# Conversation and Fun > Just Conversation >  Dark Days

## jc17777

Hey everyone,

I have been going through a couple of dark weeks lately. Cancer took my mom about two weeks ago at the very young age of 54. She was originally misdiagnosed by her MD and then when she went to the hospital they couldnt figure out what was wrong for about a week and a half and pumped her with a cocktail of different meds which I think made her worse. It has put a big strain on my family and we are trying to cope with it the best we can. Cancer has now taken about 12 people in my extended family.

Here is to hoping that Cancer is one day cured

----------


## jc17777

My family and I have also been trying to fufill our last promises to her and keep her last wishes. We have been struggling a bit with the added expenses of everything that comes with funeral arrangements and what not. I am not asking for any handouts and don't expect anyone to donate but I did set up a gofundme page for anyone that would like to help out. Please dont feel obligated too though.

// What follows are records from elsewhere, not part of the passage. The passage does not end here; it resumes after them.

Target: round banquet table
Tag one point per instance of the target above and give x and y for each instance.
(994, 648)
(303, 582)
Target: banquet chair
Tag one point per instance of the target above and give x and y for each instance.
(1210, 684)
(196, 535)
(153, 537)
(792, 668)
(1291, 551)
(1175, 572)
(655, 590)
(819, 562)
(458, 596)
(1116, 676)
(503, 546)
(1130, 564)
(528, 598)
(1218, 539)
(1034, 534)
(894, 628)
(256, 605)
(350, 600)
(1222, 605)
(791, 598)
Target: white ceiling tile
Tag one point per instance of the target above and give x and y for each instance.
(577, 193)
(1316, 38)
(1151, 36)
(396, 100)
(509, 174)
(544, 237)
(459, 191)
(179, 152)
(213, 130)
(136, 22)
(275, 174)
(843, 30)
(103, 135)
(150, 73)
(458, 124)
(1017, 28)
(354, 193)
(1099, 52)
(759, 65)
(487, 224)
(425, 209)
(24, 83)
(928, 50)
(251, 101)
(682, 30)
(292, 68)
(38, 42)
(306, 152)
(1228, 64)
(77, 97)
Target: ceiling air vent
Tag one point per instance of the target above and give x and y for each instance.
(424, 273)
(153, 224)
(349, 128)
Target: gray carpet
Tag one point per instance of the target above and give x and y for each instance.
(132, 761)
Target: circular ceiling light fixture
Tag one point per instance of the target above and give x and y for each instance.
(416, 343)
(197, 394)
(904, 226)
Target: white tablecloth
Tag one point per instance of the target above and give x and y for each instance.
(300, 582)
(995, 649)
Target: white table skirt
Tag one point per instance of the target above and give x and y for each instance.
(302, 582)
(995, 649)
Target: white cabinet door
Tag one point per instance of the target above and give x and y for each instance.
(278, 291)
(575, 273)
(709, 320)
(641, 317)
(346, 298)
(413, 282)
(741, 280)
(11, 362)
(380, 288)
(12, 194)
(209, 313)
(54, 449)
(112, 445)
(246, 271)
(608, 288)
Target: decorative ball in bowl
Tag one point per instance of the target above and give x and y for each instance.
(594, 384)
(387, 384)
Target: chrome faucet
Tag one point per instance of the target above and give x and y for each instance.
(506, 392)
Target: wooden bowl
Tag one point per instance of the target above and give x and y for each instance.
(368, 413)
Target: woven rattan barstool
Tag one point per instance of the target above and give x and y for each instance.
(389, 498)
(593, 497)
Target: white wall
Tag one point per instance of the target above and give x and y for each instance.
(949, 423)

https://www.gofundme.com/w9tkv5uc?ut...mpaign=welcome

My family is also planning to do a cancer fundraiser near the end of the year. I will keep you all updated on that aswell.

----------


## optical24/7

My condolences jc. May you and your family find peace. Yes, cancer has taken far too many from us...God bless....

----------


## jc17777

thank you optical. appreciate the kind words

----------


## smallworld

Sorry for your loss.  I'm fast approaching the one year anniversary of when I lost my dad at the age of 63 by suicide. There are simply no good words.  Sending hugs.

----------


## jc17777

Thank you Heide. Sorry to hear about your dad

----------


## mervinek

Sorry for your loss.  Blessings to you at this time. My prayers are with you.

----------


## jc17777

thank you mervinek

----------


## merrymaker

My sincere condolences jc.  personally lost my father (6 years) and grandmother (1 year) to cancer.  

F**k cancer

----------


## jc17777

F**k cancer is the exact way i think about it. thanks merrymaker

----------


## uncut

Truly dark days, jc.  So sorry for your loss.  May brighter days be on your horizon.

uncut

----------


## jc17777

thank you uncut. can only get brighter from here

----------


## Johns

Damn, sorry to hear about anyone struggling with death and illness.  Hope things brighten up for you...

----------


## jc17777

Thank you Johns

----------


## colem84

I lost my mom at 11 and my grandpa at 23 to cancer. Keep your head up. They aren't hurting anymore.

----------


## jc17777

Yeah I just gotta keep thinking that they are in a better place. Better off than we are

----------


## MakeOptics

Your go fundme campaign is down.

Sorry for the loss, I lost my father at 12 to cancer, lots of friends over the years.  Hang in there.

----------


## jc17777

Yeah I took the gofundme campaign down because there wasnt any interest and it had been up for a few days. thanks make optics

----------


## icmor

I lost my dad when he was 46.  It was very hard on all of us in the family, but it got better over time.  It will never be the same, but life will brighten.  Hang in there and know that many people are there for you.

----------


## jc17777

Thank you icmor

----------


## Chris Ryser

This coming end of July will be the 25th anniversary when I was told the good and the bad news by the hospital Oncologist, at the Kingston General Hospital, that the Sunday night 5 hour operation was successful. 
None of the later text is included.